Refer to Compilers for the command-line options with popular compilers.

Atomic Operations#

NVIDIA Grace CPU supports the Large System Extension (LSE), which was introduced in Armv8.1. LSE provides the following low-cost atomic operations, which can improve system throughput for CPU-to-CPU communication, locks, and mutexes:

  • The Compare and Swap instructions, CAS, and CASP.

  • Atomic memory operation instructions, LD<OP> and ST<OP>, where <OP> is ADD, CLR, EOR, SET, SMAX, SMIN, UMAX, or UMIN.

  • The Swap procedure, SWP.

These instructions can operate on integer data. All compilers that support the Grace CPU automatically use these instructions in synchronization functions like GCC’s __atomic built-ins. When using LSE atomics instead of load/store exclusives, there is a huge improvement. For instance, a shared integer value can be incremented with one atomic ADD instead of the following sequence:

  1. Load exclusive.

  2. Add.

  3. Attempt store exclusive.

  4. If the operation fails, repeat the sequence.

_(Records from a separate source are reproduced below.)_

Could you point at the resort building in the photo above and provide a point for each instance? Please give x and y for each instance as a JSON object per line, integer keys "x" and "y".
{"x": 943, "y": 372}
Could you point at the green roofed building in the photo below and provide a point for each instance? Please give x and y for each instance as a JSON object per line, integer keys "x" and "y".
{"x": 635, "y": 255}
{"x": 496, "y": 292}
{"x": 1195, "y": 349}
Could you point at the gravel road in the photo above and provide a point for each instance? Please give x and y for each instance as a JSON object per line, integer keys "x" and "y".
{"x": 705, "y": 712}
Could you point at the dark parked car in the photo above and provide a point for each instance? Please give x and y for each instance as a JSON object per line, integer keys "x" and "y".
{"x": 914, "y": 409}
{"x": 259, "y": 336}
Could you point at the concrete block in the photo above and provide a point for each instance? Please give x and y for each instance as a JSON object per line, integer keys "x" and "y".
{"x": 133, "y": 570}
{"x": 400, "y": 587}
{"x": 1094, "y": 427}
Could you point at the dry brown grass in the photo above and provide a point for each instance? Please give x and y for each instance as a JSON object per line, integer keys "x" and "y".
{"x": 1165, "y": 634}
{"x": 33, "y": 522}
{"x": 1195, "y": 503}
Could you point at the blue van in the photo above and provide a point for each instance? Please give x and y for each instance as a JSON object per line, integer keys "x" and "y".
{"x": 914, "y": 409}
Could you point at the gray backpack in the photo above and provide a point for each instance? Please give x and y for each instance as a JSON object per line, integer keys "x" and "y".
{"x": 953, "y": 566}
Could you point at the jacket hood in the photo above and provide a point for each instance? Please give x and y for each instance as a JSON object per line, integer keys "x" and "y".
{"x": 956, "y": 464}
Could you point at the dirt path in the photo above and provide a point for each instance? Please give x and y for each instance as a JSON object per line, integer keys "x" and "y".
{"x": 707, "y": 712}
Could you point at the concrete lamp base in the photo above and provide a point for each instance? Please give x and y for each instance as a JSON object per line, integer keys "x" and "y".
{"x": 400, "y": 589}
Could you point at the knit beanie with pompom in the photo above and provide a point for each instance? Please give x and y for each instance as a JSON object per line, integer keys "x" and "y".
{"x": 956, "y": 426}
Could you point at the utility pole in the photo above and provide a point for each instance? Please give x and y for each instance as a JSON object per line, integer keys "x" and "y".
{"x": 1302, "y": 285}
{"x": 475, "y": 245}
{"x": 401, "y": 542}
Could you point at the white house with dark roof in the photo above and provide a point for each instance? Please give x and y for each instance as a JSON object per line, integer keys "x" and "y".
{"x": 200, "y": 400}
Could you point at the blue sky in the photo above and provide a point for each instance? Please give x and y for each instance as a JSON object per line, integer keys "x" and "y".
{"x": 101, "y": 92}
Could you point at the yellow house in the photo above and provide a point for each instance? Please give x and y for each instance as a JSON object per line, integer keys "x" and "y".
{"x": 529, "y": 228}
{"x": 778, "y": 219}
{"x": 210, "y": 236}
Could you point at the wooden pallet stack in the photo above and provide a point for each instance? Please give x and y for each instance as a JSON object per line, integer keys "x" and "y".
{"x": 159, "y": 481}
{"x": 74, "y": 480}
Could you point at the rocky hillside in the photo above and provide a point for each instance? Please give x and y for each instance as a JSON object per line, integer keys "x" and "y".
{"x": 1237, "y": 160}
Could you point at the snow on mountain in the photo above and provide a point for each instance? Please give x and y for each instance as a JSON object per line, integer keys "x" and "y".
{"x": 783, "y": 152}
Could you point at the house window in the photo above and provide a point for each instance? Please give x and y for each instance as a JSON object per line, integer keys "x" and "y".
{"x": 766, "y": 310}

Additional Armv9 Features#

The Grace CPU implements multiple key features of the Armv9 portfolio that provide utilities in general purpose data center CPUs, including cryptographic acceleration, scalable profiling extension, virtualization extensions, and secure boot. In addition to standard Armv9 features, Grace also supports full-memory encryption.

Performance Tuning for Grace Hopper-Based Applications#

The NVIDIA GH200 Grace Hopper Superchip supports all features of CUDA Unified Memory (refer to the CUDA Unified Memory Programming Guide for more information about Grace Hopper-specific performance tuning).

The performance tuning information in the NVIDIA Hopper Tuning Guide applies to the tuning application performance for the Hopper GPU on the Superchip.